We introduce new features in ProVerif, an automatic tool for verifying security protocols, and a methodology for using them. This methodology and these features are aimed at protocols which involve sophisticated data types that have strong properties, such as Merkle trees, which allow compact proofs of data presence and tree extension. Such data types are widely used in protocols in systems that use distributed ledgers and/or blockchains. With our methodology, it is possible to describe the data type quite abstractly, using ProVerif axioms, and prove the correctness of the protocol using those axioms as assumptions. Then, in separate steps, one can define one or more concrete implementations of the data type, and again use ProVerif to show that the implementations satisfy the assumptions that were coded as axioms. This helps make compositional proofs, splitting the proof burden into several manageable pieces. To enable this methodology, we introduce new capabilities in ProVerif, by extending the class of lemmas and axioms that it can reason with. Specifically, we allow user-defined predicates, attacker predicates and message predicates to appear in lemmas and axioms. We show the soundness of the implementation of this idea with respect to the semantics. We illustrate the methodology and features by providing the first formal verification of two transparency protocols which precisely models the Merkle tree data structure. The two protocols are transparent decryption and certificate transparency. Transparent decryption is a way of ensuring that decryption operations are visible by people who are affected by them.
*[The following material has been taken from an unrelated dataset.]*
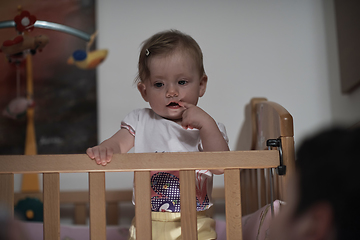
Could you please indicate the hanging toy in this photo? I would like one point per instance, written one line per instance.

This can be used to support privacy: it can mean that a subject is alerted to the fact that information about them has been decrypted. Certificate transparency is an Internet security standard for monitoring and auditing the issuance of digital certificates.

翻译：我们在安全协议自动化验证工具ProVerif中引入了新功能，并提出了一套对应的使用方法。该方法和功能针对涉及具有强特性的复杂数据类型（如Merkle树，可实现数据存在性与树扩展的紧凑证明）的协议。这类数据类型广泛用于分布式账本和/或区块链系统中的协议。通过我们的方法，可以借助ProVerif公理以相当抽象的方式描述数据类型，并基于这些公理假设证明协议的正确性。随后，可在独立步骤中定义该数据类型的一种或多种具体实现，并再次使用ProVerif证明这些实现满足先前编码为公理的假设。这种方法有助于实现组合式证明，将证明负担分解为多个可管理的部分。为实现该方法，我们扩展了ProVerif能够推理的引理与公理类别，引入了新功能。具体而言，我们允许用户自定义谓词、攻击者谓词以及消息谓词出现在引理和公理中。我们从语义角度证明了该实现的可靠性。通过首次对两种精确建模Merkle树数据结构的透明度协议进行形式化验证，我们展示了该方法和新功能的应用。这两种协议分别是透明解密与证书透明度。透明解密旨在确保解密操作能被受影响人员观察到，这可用于支持隐私保护：它意味着数据主体能获知其相关信息已被解密。证书透明度则是互联网安全标准，用于监控和审计数字证书的颁发。